Storage root precedence (high → low):

1. `runicorn.init(storage=...)`
2. Environment variable `RUNICORN_DIR`
3. Per-user config `user_root_dir` (set via `runicorn config` or web UI)


Remote
----------------------
Mirror runs from a remote Linux server to your local storage over SSH in real time.

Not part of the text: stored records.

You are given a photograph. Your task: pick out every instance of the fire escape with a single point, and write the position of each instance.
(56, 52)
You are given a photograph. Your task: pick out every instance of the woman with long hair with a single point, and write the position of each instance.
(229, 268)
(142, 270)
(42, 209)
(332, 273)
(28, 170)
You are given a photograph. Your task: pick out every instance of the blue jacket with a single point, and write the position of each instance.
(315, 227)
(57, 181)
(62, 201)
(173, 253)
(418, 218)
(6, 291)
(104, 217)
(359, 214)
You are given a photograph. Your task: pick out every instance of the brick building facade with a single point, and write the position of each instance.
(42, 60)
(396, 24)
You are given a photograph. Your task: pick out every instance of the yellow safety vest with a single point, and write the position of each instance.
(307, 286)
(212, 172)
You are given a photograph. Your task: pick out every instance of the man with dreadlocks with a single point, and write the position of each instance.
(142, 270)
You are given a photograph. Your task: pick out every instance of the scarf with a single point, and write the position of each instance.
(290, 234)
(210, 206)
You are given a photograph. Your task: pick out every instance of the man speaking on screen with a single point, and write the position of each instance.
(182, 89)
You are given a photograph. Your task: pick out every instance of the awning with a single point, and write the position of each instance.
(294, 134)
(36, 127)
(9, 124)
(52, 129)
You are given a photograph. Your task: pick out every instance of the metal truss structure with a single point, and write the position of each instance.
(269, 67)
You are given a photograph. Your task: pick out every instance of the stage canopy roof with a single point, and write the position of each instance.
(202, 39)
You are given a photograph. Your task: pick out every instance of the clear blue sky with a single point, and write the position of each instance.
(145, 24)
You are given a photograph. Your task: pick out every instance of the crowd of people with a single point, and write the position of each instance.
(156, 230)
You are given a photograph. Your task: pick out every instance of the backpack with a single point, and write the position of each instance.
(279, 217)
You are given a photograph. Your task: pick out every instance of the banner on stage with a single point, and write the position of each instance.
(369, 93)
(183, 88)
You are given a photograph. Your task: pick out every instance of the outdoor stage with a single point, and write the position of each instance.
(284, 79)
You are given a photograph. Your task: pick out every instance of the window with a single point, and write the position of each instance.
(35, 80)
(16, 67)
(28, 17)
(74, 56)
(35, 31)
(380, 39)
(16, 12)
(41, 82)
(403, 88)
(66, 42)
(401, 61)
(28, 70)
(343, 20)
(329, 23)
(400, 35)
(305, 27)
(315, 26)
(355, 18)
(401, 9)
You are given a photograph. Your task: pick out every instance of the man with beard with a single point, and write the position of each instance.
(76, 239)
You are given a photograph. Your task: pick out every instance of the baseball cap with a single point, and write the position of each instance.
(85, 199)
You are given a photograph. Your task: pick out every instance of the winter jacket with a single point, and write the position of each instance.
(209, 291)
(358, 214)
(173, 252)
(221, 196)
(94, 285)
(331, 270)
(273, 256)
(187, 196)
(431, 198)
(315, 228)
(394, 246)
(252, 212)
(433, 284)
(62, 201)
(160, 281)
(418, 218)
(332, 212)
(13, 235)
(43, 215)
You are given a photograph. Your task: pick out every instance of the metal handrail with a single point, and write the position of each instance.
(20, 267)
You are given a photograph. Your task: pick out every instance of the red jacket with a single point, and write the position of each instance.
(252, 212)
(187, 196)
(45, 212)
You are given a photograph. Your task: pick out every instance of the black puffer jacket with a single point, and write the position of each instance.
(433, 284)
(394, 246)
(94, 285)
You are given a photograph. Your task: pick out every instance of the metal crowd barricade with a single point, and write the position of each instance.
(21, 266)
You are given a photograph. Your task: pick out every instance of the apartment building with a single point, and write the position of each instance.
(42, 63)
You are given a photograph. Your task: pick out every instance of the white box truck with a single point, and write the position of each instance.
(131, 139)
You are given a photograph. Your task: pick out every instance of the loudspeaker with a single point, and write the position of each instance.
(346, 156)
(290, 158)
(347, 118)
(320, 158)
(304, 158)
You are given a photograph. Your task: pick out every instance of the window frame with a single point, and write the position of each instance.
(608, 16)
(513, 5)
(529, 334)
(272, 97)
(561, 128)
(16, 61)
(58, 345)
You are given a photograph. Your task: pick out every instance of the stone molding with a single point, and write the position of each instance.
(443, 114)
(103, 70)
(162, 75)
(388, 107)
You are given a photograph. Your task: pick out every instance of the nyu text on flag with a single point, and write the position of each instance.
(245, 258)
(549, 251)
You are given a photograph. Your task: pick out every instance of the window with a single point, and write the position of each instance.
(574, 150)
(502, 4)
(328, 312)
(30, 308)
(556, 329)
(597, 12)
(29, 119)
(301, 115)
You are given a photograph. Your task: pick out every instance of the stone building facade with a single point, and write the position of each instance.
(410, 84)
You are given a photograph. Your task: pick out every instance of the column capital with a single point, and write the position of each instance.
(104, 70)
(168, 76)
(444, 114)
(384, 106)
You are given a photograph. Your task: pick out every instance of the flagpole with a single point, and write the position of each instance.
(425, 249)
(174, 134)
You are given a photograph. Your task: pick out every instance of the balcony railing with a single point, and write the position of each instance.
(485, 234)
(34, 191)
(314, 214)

- Open the top navigation "Remote" page
- Steps:
  1) Connect: enter `host`, `port` (default 22), `username`; optionally enter `password` or `private key` content/path.
  2) Browse remote directories and select the correct level:
     - For v0.2.0 and above: we recommend selecting the per-user root directory.
  3) Click "Sync this directory". A "Sync Task" appears below, and the "Runs" page refreshes immediately.

Tips & troubleshooting
- If no runs appear, check:
  - Mirror task: GET `/api/ssh/mirror/list` should show `alive: true` with increasing counters.
  - Local storage root: GET `/api/config` to inspect the `storage` path; verify the expected hierarchy is created.
  - Credentials are only used for this session and are not persisted; SSH is handled by Paramiko.

Desktop app (Windows)
---------------------
- Install from GitHub Releases (recommended for end users), or build locally.
- Prerequisites: Node.js 18+; Rust & Cargo (stable); Python 3.8+; NSIS (for installer packaging).
- Build locally (creates an NSIS installer):

  ```powershell
  # From repo root
  powershell -ExecutionPolicy Bypass -File .\desktop\tauri\build_release.ps1 -Bundles nsis
  # Installer output:
  # desktop/tauri/src-tauri/target/release/bundle/nsis/Runicorn Desktop_<version>_x64-setup.exe
  ```

- After installation, launch "Runicorn Desktop".
  - First run: open the gear icon (top-right) → Settings → Data Directory, choose a writable path (e.g., `D:\RunicornData`), then Save.
  - The desktop app auto-starts a local backend and opens the UI.

Privacy & Offline
-----------------
- No telemetry. The viewer only reads local files (JSON/JSONL and media).
- Bundled UI allows using the viewer without Node.js at runtime.

Storage layout
--------------
```
user_root_dir/
  <project>/
    <name>/
      runs/
        <run_id>/
          meta.json
          status.json
          summary.json
          events.jsonl
          logs.txt
          media/
```

Community
---------
- See `CONTRIBUTING.md` for dev setup, style, and release flow.
- See `SECURITY.md` for private vulnerability reporting.
- See `CHANGELOG.md` for version history.

AI
---
This project is mainly developed by OpenAI's GPT-5.